Can we plug RAWSHOT into a catalog pipeline instead of generating one image at a time?

Yes. RAWSHOT offers a browser GUI for single-shoot lookbook work and a REST API for catalog-scale pipelines. That lets your team automate batch generation across SKUs while keeping the same garment-led controls and output quality.

When your spring assortment expands, you can run nightly or on-demand batches without re-teaching the creative process. The workflow stays repeatable because settings are structured and production-friendly.
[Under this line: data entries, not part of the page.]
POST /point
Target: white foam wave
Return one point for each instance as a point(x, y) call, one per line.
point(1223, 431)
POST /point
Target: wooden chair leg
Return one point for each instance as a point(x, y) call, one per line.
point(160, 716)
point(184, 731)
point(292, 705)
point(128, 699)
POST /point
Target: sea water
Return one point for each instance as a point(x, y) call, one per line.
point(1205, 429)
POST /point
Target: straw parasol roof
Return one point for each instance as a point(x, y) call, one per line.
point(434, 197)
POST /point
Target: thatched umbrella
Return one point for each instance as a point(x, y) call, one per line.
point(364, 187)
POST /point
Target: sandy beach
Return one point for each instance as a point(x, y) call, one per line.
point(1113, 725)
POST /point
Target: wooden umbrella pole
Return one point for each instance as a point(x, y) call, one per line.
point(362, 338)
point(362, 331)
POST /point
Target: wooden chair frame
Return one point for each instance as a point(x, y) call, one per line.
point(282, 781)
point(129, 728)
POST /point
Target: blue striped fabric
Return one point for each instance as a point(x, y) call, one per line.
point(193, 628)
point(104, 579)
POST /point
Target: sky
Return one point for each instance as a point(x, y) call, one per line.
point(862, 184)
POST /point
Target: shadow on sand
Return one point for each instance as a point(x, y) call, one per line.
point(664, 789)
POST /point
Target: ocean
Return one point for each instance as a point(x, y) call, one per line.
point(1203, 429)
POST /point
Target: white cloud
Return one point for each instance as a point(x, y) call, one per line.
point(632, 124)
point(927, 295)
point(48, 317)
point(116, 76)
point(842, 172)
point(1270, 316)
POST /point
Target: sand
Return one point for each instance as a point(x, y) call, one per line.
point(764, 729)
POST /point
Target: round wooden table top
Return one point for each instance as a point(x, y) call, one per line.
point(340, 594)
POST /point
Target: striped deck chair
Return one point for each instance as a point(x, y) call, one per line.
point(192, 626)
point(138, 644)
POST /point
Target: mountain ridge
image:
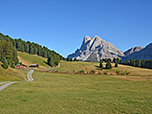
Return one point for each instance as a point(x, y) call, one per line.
point(94, 49)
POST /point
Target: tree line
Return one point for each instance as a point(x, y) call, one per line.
point(9, 48)
point(8, 54)
point(139, 63)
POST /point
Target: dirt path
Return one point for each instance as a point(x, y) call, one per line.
point(6, 84)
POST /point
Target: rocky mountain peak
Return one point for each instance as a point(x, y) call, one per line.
point(86, 38)
point(132, 50)
point(149, 45)
point(95, 49)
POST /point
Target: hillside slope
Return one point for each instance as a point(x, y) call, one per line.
point(11, 74)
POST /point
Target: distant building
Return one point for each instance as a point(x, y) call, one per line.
point(22, 66)
point(34, 65)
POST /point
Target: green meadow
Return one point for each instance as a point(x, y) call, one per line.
point(74, 93)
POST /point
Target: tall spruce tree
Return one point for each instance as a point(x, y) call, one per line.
point(101, 65)
point(9, 51)
point(108, 65)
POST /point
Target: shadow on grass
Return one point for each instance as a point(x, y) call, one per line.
point(46, 63)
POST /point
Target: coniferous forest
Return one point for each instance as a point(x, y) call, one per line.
point(10, 46)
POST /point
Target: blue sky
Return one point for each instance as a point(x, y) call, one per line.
point(62, 24)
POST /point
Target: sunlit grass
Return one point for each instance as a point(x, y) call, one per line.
point(67, 93)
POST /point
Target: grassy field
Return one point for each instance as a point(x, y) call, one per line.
point(29, 59)
point(11, 74)
point(88, 66)
point(84, 94)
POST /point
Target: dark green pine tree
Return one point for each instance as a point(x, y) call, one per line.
point(35, 50)
point(27, 48)
point(108, 65)
point(101, 65)
point(31, 50)
point(45, 53)
point(9, 51)
point(15, 59)
point(12, 64)
point(5, 63)
point(22, 48)
point(18, 45)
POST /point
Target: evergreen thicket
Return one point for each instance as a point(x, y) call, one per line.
point(101, 65)
point(5, 63)
point(9, 48)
When is RAWSHOT better than DIY prompting in ChatGPT, Midjourney, or generic image models?

It’s better when you need garment fidelity, consistent identity across SKUs, and publishing-ready documentation. DIY prompting often causes invented logos, shifting faces, and unclear commercial-rights framing because each run can behave differently.

RAWSHOT instead provides click-driven direction, C2PA-signed provenance with watermarking, and full commercial rights to every output. For lookbook production, that means fewer rerolls and a cleaner approval story for marketing and commerce teams.